Sesungguhnya setan itu durhaka kepada Tuhan Yang Maha Pemurah.–Wahai
ayahku, sesungguhnya aku khawatir kamu akan ditimpa azab dari Tuhan Yang
Maha Pemurah, sehingga kamu menjadi kawan bagi setan.” (QS. Maryam: 42-45)
Namun ayahnya menolak ajakan anaknya, yaitu Ibrahim ‘alaihissalam. Sambil marah ia berkata, “Bencikah
kamu kepada tuhan-tuhanku, wahai Ibrahim? Jika kamu tidak berhenti,
niscaya kamu akan kurajam, dan tinggalkanlah aku untuk waktu yang lama”. (QS. Maryam: 46)
Tetapi Nabi Ibrahim bersabar menghadapi sikap keras ayahnya, bahkan membalasnya dengan sikap sayang dan berbakti, ia berkata, “Semoga
keselamatan dilimpahkan kepadamu, aku akan memintakan ampun bagimu
kepada Tuhanku. Sesungguhnya Dia sangat baik kepadaku.—Dan aku akan
menjauhkan diri darimu dan dari apa yang kamu seru selain Allah, dan aku
akan berdoa kepada Tuhanku, mudah-mudahan aku tidak akan kecewa dengan
berdoa kepada Tuhanku”. (QS. Maryam: 47-48)
Dakwah Nabi Ibrahim Kepada Penduduk Hiran dan Babil
Di zaman Nabi Ibrahim ‘alaihissalam orang-orang menyembah bintang-bintang dan patung-patung.
Yang menyembah bintang-bintang adalah penduduk Hiran, sedangkan yang menyembah patung adalah penduduk Babil.
Nabi Ibrahim ‘Alaihissalam Berdakwah Kepada Penduduk Hiran
Penduduk Hiran adalah para penyembah bintang-bintang. Beliau mengajak
kaumnya berpikir memperhatikan benda-benda langit; apa pantas
benda-benda tersebut disembah. Disebutkan kisahnya dalam Alquran sbb:
Ketika malam telah gelap, dia melihat sebuah bintang dia berkata, “Ini(kah) Tuhanku?” Tetapi ketika bintang itu tenggelam dia berkata, “Saya tidak suka kepada yang tenggelam.”
Kemudian ketika dia melihat bulan terbit dia berkata, “Ini(kah)

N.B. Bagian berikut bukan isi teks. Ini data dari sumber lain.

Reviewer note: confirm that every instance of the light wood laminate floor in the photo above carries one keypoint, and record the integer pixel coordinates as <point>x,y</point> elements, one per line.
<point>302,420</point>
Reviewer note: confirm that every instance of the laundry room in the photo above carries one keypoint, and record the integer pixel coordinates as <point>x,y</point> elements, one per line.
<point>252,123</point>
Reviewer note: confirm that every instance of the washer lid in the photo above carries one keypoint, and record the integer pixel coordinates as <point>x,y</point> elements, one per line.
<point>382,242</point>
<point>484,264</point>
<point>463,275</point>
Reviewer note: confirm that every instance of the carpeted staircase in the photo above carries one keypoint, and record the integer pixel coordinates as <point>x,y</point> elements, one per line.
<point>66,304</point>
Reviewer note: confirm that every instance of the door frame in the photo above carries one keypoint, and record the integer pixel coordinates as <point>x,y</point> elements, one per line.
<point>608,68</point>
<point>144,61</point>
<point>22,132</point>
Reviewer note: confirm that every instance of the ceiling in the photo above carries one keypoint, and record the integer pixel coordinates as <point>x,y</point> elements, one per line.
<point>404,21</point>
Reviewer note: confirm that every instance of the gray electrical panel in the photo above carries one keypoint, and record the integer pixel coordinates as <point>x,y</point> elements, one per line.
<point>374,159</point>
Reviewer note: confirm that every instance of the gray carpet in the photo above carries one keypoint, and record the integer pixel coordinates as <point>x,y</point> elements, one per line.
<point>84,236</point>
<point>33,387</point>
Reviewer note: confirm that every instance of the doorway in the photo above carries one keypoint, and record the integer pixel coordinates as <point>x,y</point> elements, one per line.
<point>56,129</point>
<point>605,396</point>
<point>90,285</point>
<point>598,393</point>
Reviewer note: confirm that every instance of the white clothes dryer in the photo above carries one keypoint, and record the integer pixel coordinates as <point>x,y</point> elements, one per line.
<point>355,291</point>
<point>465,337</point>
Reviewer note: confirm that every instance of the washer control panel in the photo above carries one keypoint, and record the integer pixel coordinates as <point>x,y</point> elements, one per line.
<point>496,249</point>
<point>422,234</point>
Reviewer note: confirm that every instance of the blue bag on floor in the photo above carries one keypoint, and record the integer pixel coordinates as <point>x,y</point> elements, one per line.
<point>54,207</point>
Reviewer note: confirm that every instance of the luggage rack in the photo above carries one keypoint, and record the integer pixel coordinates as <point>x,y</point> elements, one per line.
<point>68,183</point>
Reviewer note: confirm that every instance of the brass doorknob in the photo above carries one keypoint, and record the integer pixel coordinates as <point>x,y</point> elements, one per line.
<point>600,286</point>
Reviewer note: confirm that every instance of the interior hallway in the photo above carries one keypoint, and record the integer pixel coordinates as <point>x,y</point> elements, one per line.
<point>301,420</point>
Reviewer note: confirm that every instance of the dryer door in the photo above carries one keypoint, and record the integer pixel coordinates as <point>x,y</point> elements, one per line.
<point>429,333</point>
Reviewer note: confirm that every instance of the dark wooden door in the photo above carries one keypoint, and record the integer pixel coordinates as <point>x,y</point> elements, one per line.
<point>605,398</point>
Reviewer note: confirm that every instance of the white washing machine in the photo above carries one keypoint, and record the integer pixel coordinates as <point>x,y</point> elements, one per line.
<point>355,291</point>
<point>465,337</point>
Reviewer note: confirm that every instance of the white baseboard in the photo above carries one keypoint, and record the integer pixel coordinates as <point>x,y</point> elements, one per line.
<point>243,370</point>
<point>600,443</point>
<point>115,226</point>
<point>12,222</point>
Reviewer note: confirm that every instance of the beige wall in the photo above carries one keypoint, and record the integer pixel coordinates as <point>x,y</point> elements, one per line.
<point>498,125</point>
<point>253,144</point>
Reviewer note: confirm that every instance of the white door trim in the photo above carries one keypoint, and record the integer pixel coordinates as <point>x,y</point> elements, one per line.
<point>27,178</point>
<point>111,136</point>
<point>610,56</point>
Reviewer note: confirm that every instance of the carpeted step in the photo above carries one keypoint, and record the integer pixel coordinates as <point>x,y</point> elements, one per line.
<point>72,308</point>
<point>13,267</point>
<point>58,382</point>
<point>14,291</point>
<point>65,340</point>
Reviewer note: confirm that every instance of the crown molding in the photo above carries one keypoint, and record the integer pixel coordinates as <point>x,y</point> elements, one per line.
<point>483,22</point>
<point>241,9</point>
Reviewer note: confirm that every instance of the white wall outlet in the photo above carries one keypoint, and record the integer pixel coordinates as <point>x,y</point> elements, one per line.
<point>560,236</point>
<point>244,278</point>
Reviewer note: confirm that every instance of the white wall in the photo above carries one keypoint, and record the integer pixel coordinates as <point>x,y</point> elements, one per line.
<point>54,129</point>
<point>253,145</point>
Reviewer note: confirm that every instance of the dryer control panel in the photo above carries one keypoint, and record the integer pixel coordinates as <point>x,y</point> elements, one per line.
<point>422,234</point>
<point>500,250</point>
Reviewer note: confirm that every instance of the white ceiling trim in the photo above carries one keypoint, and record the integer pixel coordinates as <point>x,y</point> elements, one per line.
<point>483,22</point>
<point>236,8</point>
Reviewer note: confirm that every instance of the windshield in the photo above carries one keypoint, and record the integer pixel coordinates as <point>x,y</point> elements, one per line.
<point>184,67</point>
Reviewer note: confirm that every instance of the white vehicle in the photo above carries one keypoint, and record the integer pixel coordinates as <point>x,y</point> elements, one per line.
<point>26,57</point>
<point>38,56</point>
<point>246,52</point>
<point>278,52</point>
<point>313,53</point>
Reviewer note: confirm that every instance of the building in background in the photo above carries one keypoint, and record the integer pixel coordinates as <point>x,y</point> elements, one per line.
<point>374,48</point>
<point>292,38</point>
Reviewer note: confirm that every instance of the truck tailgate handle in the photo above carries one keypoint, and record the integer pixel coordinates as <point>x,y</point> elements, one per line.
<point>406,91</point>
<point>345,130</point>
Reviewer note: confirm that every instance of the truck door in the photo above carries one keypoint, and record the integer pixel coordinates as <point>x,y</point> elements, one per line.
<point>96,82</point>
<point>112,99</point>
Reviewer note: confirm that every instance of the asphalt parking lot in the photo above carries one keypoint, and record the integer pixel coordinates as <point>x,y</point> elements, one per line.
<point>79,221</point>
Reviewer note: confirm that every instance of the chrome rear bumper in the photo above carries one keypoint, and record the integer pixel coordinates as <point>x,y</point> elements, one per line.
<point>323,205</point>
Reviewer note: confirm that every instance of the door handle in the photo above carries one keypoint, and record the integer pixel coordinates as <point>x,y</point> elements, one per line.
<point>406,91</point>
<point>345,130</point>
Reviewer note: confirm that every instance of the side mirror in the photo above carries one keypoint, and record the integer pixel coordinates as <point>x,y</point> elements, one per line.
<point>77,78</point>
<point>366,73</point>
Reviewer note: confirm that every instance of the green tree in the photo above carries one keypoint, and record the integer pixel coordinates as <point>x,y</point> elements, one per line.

Tuhanku?” Tetapi setelah bulan itu terbenam, dia berkata, “Sesungguhnya
jika Tuhanku tidak memberi petunjuk kepadaku, pastilah aku termasuk
orang yang sesat.”
Kemudian ketika ia melihat matahari terbit, dia berkata,
“Ini(kah) Tuhanku?”, ini yang lebih besar.” Maka ketika matahari itu
terbenam, dia berkata, “Wahai kaumku! Sesungguhnya aku berlepas diri
dari apa yang kamu persekutukan. (QS. Al An’aam: 75-80)
Di beberapa ayat tersebut Nabi Ibrahim mengajak kaumnya berpikir jernih tentang kelayakan menyembah hayaakil
(benda-benda langit). Setelah menjelaskan kepada kaumnya tentang
batilnya menyembah benda-benda langit ini, Nabi Ibrahim berkata,
“Wahai kaumku! Sesungguhnya aku berlepas diri dari apa yang kamu
persekutukan.–Sesungguhnya aku menghadapkan diriku kepada Rabb yang
menciptakan langit dan bumi, dengan cenderung kepada agama yang benar,
dan aku bukanlah termasuk orang-orang yang mempersekutukan Tuhan.” (QS. Al An’aam: 78-79)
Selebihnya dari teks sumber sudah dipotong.